14 апреля 2008 года. 11:39

Экспонат губами не трогать

Где иконам лучше — в музее или храме? Свое мнение высказали священники, музейщики и искусствоведы
Казалось бы, в этом вопросе и дилеммы­то никакой нет. Место иконы в храме — сегодня, в период реставрации православной веры на Руси, это очевидный тезис. Впрочем, даже в столь возвышенные сферы проклятый быт вносит свои коррективы. Иконы, находящиеся в храмах и участвующие в церковных службах, сегодня входят в группу риска, поскольку в любой момент могут быть украдены. Да и условия хранения икон, особенно древних, далеки от идеальных. Вместе с тем в музее иконы перестают восприниматься как святыни, награждаются званием «экспоната» и получают инвентарный номер. И кроме классиче­ского «Экспонат руками не трогать», никаких запретов и правил.

Музей уже не раз подставлял плечо церкви в деле сохранения икон. Скажем, после революции 1917 года многие ценные иконы спаслись во многом благодаря тому, что из объектов культа были переименованы в произведения древнерусской живописи. Наиболее показательна история с обнаружением творений великого иконописца Андрея Рублева — иконы, написанные его рукой, были обнаружены учеными в дровяном сарае. Если бы не имя Рублева, их участь была бы незавидна — сгореть в печи, провести остатки дней столешницей или дверью в деревенском серванте.

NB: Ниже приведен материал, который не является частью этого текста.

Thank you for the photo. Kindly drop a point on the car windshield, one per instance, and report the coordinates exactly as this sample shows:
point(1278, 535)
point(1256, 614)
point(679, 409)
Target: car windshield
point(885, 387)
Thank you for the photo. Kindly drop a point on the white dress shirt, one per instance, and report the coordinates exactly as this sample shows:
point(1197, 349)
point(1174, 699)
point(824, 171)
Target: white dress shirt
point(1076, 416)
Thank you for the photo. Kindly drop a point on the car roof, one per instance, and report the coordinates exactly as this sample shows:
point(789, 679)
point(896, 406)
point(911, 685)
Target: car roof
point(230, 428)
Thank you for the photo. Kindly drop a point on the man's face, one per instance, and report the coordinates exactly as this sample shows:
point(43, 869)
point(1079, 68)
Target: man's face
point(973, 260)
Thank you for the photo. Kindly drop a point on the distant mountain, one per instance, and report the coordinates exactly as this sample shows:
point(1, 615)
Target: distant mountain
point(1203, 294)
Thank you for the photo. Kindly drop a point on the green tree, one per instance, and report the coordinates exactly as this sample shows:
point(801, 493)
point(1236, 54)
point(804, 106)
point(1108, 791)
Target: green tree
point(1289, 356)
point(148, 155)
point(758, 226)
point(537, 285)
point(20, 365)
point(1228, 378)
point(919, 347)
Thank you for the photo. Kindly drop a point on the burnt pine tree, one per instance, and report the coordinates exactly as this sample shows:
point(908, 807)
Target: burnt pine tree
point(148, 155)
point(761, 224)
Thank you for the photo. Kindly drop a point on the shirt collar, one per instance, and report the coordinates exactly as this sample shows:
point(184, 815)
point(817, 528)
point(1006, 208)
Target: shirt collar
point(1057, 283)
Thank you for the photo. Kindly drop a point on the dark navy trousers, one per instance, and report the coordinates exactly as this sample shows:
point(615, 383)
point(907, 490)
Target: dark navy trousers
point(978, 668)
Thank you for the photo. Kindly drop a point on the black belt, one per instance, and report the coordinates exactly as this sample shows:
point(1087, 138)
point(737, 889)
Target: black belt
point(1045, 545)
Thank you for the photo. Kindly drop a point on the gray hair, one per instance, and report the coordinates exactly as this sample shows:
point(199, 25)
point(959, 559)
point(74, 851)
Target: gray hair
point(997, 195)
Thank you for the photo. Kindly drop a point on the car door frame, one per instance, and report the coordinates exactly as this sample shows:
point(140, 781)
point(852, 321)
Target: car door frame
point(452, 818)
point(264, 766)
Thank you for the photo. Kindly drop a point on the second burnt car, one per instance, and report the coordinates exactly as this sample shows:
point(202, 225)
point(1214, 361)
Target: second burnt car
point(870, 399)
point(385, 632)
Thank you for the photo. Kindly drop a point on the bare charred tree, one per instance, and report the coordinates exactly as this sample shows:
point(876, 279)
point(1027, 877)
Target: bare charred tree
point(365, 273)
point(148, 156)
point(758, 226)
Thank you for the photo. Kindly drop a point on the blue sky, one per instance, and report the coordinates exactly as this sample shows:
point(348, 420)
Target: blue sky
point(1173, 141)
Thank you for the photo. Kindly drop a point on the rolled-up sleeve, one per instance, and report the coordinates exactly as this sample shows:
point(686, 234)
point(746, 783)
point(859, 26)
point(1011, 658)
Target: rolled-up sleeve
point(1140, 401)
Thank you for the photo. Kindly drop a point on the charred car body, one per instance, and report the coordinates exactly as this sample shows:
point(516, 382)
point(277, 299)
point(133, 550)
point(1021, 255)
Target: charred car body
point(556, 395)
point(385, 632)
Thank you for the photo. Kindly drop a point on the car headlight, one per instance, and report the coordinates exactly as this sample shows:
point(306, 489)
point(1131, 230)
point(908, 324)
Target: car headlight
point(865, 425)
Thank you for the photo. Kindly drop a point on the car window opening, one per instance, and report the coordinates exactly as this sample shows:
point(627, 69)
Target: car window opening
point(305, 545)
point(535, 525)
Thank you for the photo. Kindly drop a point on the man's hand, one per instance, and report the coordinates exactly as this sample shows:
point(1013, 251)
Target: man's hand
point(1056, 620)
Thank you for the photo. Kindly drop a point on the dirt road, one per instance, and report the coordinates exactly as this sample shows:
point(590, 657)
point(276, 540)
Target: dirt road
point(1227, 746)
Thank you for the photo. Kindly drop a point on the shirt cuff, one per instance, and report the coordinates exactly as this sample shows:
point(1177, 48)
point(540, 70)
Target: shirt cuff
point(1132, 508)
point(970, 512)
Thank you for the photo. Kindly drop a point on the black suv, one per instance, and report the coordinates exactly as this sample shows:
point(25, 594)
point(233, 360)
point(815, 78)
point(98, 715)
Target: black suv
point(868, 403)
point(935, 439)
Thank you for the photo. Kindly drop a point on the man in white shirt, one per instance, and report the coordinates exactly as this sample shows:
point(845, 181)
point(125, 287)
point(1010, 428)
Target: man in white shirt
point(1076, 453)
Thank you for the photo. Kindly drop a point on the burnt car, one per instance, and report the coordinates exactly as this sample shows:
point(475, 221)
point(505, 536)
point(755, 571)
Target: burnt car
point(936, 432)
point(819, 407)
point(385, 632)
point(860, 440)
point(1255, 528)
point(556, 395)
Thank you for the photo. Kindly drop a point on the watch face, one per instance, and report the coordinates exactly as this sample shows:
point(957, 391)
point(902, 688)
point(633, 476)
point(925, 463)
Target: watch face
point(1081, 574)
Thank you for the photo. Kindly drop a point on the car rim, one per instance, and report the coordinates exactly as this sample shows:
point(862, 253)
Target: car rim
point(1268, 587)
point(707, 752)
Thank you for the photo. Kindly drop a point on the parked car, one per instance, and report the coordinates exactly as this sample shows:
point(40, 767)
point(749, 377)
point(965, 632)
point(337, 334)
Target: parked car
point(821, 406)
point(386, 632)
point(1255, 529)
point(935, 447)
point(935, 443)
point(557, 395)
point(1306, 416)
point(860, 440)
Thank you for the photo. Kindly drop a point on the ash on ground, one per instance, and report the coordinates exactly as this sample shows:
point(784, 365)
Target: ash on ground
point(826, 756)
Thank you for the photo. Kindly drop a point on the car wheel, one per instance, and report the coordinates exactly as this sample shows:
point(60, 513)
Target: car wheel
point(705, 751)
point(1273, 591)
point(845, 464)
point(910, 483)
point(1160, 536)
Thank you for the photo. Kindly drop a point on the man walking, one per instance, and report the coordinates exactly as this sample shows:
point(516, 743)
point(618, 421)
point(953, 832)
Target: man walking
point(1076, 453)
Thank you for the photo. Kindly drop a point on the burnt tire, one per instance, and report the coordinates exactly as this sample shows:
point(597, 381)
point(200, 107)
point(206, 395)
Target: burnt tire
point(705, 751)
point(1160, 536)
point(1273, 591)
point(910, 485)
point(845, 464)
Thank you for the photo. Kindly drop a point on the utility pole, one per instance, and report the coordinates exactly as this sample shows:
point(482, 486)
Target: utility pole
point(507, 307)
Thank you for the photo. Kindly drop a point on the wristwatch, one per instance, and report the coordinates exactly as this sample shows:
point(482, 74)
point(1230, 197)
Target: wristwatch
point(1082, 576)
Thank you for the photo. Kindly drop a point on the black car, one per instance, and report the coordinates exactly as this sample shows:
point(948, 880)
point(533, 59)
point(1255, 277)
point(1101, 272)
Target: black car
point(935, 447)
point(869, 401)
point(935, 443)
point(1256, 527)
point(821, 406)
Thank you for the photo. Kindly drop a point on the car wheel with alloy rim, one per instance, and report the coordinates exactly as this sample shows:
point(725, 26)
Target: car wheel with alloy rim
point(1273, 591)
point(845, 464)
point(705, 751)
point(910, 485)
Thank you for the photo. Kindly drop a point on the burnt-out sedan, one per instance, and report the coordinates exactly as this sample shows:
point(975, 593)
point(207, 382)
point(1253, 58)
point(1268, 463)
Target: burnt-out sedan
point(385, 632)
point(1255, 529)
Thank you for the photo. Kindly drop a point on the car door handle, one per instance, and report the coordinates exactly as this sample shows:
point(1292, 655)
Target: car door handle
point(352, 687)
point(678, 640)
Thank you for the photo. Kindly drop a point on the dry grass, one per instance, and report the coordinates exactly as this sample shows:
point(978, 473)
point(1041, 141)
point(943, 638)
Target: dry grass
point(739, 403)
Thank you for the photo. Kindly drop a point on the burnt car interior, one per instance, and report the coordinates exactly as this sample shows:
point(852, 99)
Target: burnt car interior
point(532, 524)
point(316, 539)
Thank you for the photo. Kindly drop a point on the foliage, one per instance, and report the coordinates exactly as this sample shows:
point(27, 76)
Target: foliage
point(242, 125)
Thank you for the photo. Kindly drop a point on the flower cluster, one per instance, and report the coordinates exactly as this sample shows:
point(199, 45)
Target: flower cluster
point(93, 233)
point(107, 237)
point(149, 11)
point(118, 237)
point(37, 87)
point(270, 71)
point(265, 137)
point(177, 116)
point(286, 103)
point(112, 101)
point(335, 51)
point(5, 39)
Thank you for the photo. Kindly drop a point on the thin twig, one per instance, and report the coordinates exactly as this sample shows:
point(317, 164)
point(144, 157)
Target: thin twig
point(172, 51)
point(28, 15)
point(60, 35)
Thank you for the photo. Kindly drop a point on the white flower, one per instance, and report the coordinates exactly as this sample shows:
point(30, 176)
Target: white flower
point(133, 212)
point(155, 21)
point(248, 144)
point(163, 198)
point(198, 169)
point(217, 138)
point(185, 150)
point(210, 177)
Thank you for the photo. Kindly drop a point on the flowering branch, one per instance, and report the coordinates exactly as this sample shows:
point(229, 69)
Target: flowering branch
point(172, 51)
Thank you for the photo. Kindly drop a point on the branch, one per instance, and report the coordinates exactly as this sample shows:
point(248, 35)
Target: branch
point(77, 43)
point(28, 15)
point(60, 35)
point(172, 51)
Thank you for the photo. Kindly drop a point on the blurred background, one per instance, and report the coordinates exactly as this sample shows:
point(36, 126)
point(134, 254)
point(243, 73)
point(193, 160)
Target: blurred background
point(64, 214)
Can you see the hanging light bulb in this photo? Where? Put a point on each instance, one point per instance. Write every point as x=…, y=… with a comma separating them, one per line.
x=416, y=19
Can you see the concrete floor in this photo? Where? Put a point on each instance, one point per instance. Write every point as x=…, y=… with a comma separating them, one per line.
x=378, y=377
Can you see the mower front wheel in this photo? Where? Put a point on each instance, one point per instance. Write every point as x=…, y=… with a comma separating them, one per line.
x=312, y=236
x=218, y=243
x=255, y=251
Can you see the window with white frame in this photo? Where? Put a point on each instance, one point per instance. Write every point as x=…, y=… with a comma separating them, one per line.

Впрочем, некоторые православные философы и священнослужители и в этом видят промысел божий, утверждая, что Господу было угодно наградить иконы художественным совершенством и обратить на себя внимание искусствоведов, часто далеких от религии, дабы сохранить иконы для верующих. Как же быть с иконами сегодня — вернуть в храм, зачастую неохраняемый и не оборудованный необходимыми условиями для хранения, или оставить в безопасном, но насквозь светском музее?

Начнем с того, что иконы для музея и храма имеют разное значение и ценны по­разному. Музей интересуется доской, краской и мастерством художника, храм — заключенным в иконе божественным духом. Веру­ющий подобен тому, кто смотрит на фотографию родного человека и видит его живым, не обращая внимания на то, какого качества снимок и как фотограф выстроил экспозицию.

«Сложный вопрос — где иконам лучше, в музее или храме? — говорит заведующая Художественным музеем Нинель Бритвина (коллекция музея насчитывает около семисот икон). — Некоторые из икон нашего собрания были привезены из церквей, которых сегодня и не существует. Коллекция формировалась после революции, когда повсеместно разрушались храмы. Икона, если задаться целью вернуть ее в храм, скажем, новопостроенный, не может существовать вне иконостаса — очень трудоемко подгонять новый иконостас под одну уцелевшую икону. Именно благодаря музеям многие произведения иконописцев сохранились по сей день. В музее их охраняют и сохраняют. Все мы люди, и должны уметь договариваться. Если икона представляет бесспорные художественные достоинства и высоко оценена искусствоведами, думаю, она должна быть выставлена на всеобщее обозрение. В этом случае надо каждую такую икону рассматривать индивидуально и решать, насколько она важна и ценна для музея и храма. Думаю, всегда можно найти общие точки зрения и договариваться».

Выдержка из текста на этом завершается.